Based on the results, RJ does not perform well for the scenarios with either continuous or binary outcomes, while RJ1 and RJ2 have comparable performances and can select the true underlying correlation structure in most scenarios with better performance under large sample size. QIC is not satisfactory when the true correlation structure is independent but has advantageous performance for the scenarios with the true correlation structure as exchangeable or AR-1. On the other hand, SC and GP do not perform well for longitudinal data with normal responses, but the performance is slightly improved for longitudinal data with binary outcomes. The results may vary due to variety of factors including the types of “working” correlation structure considered for model fitting, the sample size, and/or the magnitude of correlation coefficient. For the future work, there is a necessity to find out a robust criterion for “working” correlation structure selection of GEE, and more advanced approaches are emerging currently.

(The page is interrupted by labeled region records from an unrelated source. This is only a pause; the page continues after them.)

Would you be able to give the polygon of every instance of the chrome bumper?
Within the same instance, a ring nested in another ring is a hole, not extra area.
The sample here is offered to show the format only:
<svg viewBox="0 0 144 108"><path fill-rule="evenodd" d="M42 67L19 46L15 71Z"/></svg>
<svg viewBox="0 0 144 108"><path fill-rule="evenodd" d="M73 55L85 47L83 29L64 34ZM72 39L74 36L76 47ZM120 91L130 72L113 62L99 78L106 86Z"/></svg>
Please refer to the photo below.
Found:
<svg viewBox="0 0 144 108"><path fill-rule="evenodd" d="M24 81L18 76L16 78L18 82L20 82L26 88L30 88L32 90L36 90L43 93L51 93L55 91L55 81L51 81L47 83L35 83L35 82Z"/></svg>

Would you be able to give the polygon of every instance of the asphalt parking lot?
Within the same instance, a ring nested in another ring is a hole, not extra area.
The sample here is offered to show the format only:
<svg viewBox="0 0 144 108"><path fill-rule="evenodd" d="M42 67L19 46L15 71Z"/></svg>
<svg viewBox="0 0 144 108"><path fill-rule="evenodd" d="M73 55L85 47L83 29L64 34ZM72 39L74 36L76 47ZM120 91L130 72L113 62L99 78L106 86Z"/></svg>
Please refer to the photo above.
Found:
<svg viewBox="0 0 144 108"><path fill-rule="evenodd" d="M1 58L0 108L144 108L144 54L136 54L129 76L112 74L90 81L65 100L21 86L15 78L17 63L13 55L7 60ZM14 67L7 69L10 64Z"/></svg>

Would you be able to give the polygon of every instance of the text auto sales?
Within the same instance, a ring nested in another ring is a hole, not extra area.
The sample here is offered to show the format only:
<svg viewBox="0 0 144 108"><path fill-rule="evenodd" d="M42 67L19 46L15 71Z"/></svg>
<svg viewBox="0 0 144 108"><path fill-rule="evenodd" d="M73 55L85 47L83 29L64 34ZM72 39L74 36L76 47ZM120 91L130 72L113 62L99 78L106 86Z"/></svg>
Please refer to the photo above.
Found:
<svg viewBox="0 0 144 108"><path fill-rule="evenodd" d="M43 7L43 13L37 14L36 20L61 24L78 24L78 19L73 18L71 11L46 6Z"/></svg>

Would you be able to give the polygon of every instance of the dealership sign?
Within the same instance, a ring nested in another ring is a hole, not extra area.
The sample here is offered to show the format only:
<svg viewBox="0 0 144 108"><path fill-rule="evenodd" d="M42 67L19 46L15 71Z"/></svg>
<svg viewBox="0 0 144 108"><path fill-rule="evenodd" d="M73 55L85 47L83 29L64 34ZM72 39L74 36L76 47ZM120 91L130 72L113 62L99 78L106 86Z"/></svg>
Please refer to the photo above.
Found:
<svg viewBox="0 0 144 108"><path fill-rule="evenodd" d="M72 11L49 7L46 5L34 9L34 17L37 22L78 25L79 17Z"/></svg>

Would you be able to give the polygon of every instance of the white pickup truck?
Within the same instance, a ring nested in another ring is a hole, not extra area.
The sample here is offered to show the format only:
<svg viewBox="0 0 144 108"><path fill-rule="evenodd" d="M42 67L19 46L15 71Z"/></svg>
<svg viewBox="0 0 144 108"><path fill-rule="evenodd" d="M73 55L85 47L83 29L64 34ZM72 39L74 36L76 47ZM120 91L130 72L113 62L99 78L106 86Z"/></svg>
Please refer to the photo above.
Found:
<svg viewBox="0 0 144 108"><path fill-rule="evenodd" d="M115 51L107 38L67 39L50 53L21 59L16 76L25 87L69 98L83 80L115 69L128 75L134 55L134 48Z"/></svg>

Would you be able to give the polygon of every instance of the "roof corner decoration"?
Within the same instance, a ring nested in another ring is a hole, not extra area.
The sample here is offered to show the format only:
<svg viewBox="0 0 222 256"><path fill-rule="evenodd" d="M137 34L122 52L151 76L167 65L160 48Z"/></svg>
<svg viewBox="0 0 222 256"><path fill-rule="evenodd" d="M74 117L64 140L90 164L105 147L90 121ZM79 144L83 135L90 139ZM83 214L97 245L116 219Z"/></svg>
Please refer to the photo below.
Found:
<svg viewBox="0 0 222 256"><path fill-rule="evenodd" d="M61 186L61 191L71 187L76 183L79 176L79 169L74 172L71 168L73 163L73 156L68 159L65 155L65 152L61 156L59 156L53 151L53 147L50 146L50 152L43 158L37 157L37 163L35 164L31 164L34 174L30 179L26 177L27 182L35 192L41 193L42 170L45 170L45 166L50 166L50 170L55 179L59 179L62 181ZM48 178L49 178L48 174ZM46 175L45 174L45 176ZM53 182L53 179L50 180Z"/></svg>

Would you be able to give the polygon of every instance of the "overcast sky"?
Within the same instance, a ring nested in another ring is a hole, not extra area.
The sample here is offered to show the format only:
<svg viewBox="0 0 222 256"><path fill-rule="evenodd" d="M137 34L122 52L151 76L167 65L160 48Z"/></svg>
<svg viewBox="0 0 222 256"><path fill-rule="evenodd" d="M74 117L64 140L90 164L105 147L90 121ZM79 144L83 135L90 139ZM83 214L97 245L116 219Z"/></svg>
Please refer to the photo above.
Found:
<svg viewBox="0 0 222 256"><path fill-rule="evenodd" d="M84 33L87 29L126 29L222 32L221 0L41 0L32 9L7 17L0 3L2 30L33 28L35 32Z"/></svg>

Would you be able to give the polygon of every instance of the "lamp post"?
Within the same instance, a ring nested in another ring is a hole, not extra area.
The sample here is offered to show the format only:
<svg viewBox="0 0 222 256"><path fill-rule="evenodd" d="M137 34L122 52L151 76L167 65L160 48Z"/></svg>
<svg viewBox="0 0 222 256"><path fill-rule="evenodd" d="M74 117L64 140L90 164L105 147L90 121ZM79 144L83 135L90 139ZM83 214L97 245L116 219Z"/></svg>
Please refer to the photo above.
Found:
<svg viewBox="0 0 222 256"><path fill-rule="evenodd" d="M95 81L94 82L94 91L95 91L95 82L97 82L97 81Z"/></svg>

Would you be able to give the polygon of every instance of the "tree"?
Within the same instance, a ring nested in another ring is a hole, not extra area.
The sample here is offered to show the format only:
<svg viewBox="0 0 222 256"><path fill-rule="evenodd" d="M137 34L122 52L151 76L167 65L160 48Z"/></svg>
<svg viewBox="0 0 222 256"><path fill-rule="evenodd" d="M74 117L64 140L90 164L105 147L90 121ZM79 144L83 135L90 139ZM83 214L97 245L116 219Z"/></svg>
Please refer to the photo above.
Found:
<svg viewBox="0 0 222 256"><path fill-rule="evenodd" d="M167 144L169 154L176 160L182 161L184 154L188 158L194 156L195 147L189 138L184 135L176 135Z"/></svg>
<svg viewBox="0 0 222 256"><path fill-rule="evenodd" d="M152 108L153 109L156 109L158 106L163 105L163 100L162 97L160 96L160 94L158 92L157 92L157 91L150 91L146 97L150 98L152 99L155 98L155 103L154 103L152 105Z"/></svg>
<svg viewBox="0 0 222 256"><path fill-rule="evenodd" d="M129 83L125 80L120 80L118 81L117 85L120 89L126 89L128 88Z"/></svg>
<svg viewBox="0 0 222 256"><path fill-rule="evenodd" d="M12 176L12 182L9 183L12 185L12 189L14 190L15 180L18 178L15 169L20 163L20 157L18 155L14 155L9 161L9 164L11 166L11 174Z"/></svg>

4. Future Direction and Discussion

In this paper, we provide a review of several specific topics such as model selection with emphasis on the selection of “working” correlation structure, sample size and power calculation, and clustered data analysis with informative cluster size related to GEE for longitudinal/correlated data. The simulation studies are conducted for providing numerical comparisons among five types of model selection criteria [91, 92]. Until now, novel methodologies are still needed and being developed due to the increasing usage and potential theoretical constraints of GEE as well as new challenges emerging from practical applications in clinical trials or biomedical studies.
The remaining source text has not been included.